Dunia sering kali lebih menyukai pujian palsu daripada teguran yang menyelamatkan. Namun, Yohanes menunjukkan, bahwa hidup yang bermakna bukan diukur dari panjangnya umur, melainkan dari keberanian untuk hidup benar.
Kitab Sirakh memuji Daud sebagai hamba yang setia dan berkenan di hadapan Tuhan. Meskipun ia pernah jatuh, Daud selalu kembali kepada Tuhan dengan hati yang hancur dan rendah hati (bdk. Sir. 47:2-11). Ia bukan hanya Raja besar, melainkan juga penyair dan penyembah, yang hidupnya dipenuhi pujian kepada Allah. Kesetiaan seperti inilah yang dikenang dan diberkati Tuhan turun-temurun.

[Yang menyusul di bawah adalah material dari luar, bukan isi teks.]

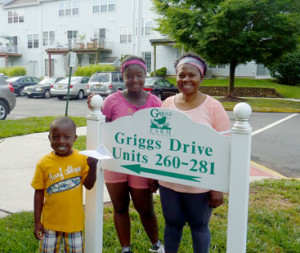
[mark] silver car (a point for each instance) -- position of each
(78, 87)
(42, 89)
(105, 83)
(7, 98)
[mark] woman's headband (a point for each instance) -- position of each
(193, 61)
(133, 61)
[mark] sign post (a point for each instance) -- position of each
(166, 145)
(94, 197)
(72, 63)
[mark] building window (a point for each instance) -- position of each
(104, 6)
(262, 70)
(32, 68)
(147, 58)
(47, 67)
(68, 8)
(33, 41)
(72, 38)
(92, 60)
(79, 60)
(125, 35)
(147, 26)
(15, 16)
(48, 38)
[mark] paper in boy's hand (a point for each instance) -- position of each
(100, 153)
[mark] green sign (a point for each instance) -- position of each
(167, 145)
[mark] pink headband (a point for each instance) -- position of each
(134, 61)
(193, 61)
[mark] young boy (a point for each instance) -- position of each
(58, 180)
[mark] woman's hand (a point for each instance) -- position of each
(215, 199)
(153, 185)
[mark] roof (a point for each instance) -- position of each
(19, 3)
(108, 59)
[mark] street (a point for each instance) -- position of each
(275, 146)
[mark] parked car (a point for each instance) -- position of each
(105, 83)
(7, 98)
(78, 87)
(160, 87)
(19, 82)
(42, 89)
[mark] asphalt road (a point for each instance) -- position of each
(277, 147)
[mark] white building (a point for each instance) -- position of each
(99, 31)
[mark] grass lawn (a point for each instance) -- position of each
(273, 226)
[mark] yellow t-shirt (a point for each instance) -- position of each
(62, 179)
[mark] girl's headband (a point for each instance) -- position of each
(134, 61)
(193, 61)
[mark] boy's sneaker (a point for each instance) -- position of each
(158, 248)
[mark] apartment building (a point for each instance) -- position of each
(39, 34)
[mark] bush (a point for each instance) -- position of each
(162, 72)
(287, 70)
(14, 71)
(91, 69)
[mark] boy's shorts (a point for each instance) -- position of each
(52, 241)
(133, 181)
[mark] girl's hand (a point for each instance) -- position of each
(39, 231)
(89, 101)
(92, 162)
(215, 199)
(153, 185)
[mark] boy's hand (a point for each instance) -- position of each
(39, 231)
(153, 185)
(215, 199)
(92, 162)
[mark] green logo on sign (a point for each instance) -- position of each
(160, 124)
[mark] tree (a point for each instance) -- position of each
(232, 31)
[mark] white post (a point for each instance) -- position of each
(239, 180)
(94, 197)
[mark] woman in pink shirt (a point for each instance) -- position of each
(122, 186)
(181, 203)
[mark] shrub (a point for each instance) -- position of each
(91, 69)
(13, 71)
(162, 72)
(287, 70)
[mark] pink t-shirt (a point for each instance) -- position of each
(210, 113)
(116, 106)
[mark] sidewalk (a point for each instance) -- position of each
(19, 156)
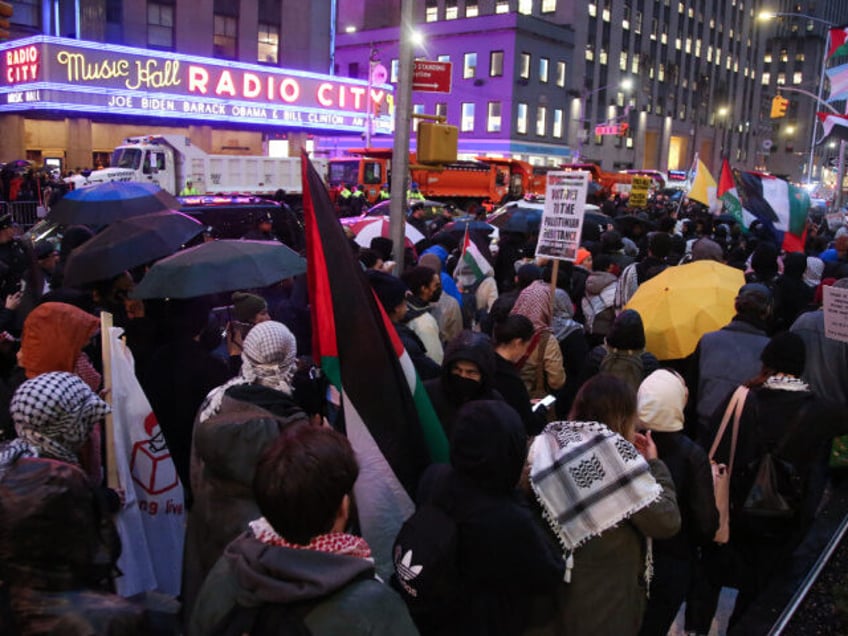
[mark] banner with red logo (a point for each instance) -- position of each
(152, 521)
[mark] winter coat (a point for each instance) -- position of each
(225, 451)
(508, 383)
(693, 482)
(342, 594)
(723, 360)
(598, 302)
(504, 557)
(607, 592)
(446, 400)
(58, 549)
(804, 425)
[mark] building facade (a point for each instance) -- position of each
(793, 64)
(261, 38)
(682, 75)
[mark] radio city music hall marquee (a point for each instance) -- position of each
(60, 74)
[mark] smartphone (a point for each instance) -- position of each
(545, 401)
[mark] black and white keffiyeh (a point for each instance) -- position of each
(268, 357)
(53, 414)
(588, 479)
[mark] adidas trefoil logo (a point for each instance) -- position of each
(407, 572)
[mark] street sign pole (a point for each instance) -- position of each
(400, 148)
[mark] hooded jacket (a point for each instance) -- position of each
(340, 592)
(504, 555)
(449, 392)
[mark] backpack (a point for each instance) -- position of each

Kita dipanggil untuk jadi suara kenabian dalam kehidupan bersama; berani menyuarakan keadilan, menolak hoaks, melawan ketidakjujuran, dan memperjuangkan nilai-nilai Injil di tengah budaya diam atau ikut arus. Meskipun tidak selalu mudah, Tuhanlah sumber kekuatan kita, seperti diserukan dalam Mazmur, “Terpujilah Allah yang memberikan kemenangan kepada raja-Nya”.
“Ya, Tuhan, kuatkanlah kami agar berani hidup benar dan menjadi saksi kebenaran-Mu di tengah dunia ini. Amin.”